Extension model nugget - Model Options tab

The Model Options tab is always present in the Extension model nugget.

Read Data Options. These options only apply to R, not Python for Spark. With these options, you can specify how missing values, flag fields, and variables with date or datetime formats are handled.

  • Read data in batches. If you are processing a large amount of data (that is too big to fit into the R engine's memory, for example), use this option to break the data down into batches that can be sent and processed individually. Specify the maximum number of data records to be included in each batch.

    For both the Extension Transform node and the Extension Scoring nugget, data passes through the R script (in batch). For this reason, scripts for model scoring and process nodes that are run in either a Hadoop or Database environment should not include operations that span or combine rows in the data, such as sorting or aggregation. This limitation is imposed to ensure that data can be split up in a Hadoop environment, and during in-database mining. This limitation does not apply if the scripts for model scoring are run in SPSS® Modeler Server. Extension Output and Extension Model nodes do not have this limitation.

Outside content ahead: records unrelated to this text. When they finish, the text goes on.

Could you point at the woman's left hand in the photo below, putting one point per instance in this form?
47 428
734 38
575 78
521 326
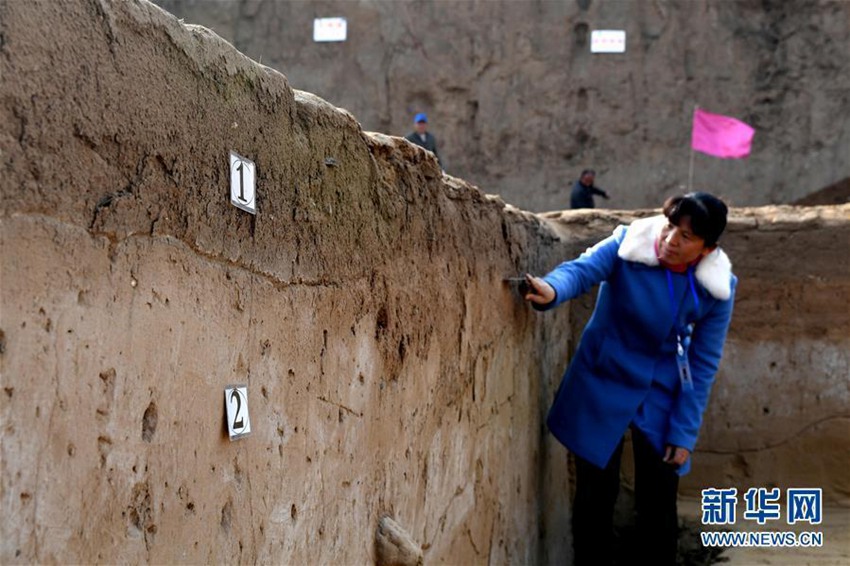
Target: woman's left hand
676 455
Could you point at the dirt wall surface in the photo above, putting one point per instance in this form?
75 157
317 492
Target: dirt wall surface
391 372
520 105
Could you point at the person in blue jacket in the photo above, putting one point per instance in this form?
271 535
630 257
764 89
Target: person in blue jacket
646 361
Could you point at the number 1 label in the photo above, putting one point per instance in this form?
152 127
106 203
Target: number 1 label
236 400
243 183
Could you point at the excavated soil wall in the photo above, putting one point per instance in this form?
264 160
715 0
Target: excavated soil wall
391 371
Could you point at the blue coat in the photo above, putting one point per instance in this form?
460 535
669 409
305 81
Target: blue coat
624 371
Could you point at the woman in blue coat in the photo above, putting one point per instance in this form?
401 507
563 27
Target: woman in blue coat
646 361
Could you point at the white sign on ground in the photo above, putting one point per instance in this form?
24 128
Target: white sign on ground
238 421
330 29
608 41
243 183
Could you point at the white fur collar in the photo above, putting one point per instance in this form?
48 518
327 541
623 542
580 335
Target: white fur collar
714 271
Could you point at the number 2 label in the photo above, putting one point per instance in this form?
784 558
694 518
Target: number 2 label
236 401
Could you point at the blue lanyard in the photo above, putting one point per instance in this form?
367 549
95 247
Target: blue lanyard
683 343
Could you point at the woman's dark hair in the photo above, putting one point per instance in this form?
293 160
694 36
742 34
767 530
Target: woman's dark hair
707 214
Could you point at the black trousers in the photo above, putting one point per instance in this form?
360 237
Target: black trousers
656 486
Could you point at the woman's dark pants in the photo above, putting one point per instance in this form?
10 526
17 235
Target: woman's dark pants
656 485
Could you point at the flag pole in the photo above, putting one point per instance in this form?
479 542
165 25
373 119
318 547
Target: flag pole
691 167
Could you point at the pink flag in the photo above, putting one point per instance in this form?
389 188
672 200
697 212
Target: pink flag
721 136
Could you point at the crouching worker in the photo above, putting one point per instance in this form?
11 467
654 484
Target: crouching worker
646 361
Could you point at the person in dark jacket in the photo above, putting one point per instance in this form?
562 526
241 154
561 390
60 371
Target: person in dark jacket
583 191
422 137
646 361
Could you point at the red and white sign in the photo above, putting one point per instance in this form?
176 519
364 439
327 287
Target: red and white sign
608 41
330 29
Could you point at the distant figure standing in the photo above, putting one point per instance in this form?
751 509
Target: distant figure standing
583 191
422 137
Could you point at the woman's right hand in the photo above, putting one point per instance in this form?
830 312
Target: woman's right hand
539 291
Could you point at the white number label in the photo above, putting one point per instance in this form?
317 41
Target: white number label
238 421
243 183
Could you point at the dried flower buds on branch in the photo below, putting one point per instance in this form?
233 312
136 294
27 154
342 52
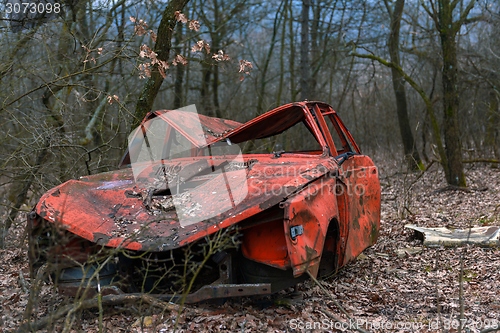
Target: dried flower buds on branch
192 25
113 99
245 67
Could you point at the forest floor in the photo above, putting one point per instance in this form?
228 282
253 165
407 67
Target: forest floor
395 286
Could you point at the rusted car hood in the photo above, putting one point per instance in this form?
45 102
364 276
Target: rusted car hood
114 210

  • Convert flag fields. Specifies how flag fields are treated. There are two options: Strings to factor, Integers and Reals to double, and Logical values (True, False). If you select Logical values (True, False) the original values of the flag fields are lost. For example, if a field has values Male and Female, these are changed to True and False.
  • Convert missing values to the R 'not available' value (NA). When selected, any missing values are converted to the R NA value. The value NA is used by R to identify missing values. Some R functions that you use might have an argument that can be used to control how the function behaves when the data contain NA. For example, the function might allow you to choose to automatically exclude records that contain NA. If this option is not selected, any missing values are passed to R unchanged, and might cause errors when your R script is executed.
  • Convert date/time fields to R classes with special control for time zones When selected, variables with date or datetime formats are converted to R date/time objects. You must select one of the following options:
    • R POSIXct. Variables with date or datetime formats are converted to R POSIXct objects.
    • R POSIXlt (list). Variables with date or datetime formats are converted to R POSIXlt objects.
    Note: The POSIX formats are advanced options. Use these options only if your R script specifies that datetime fields are treated in ways that require these formats. The POSIX formats do not apply to variables with time formats.
The options that are selected for the Convert flag fields, Convert missing values to the R 'not available' value (NA), and Convert date/time fields to R classes with special control for time zones controls are not recognized when the Extension model nugget is run against a database. When the node is run against a database, the default values for these controls are used instead:
  • Convert flag fields is set to Strings to factor, Integers and Reals to double.
  • Convert missing values to the R 'not available' value (NA) is selected.
  • Convert date/time fields to R classes with special control for time zones is not selected.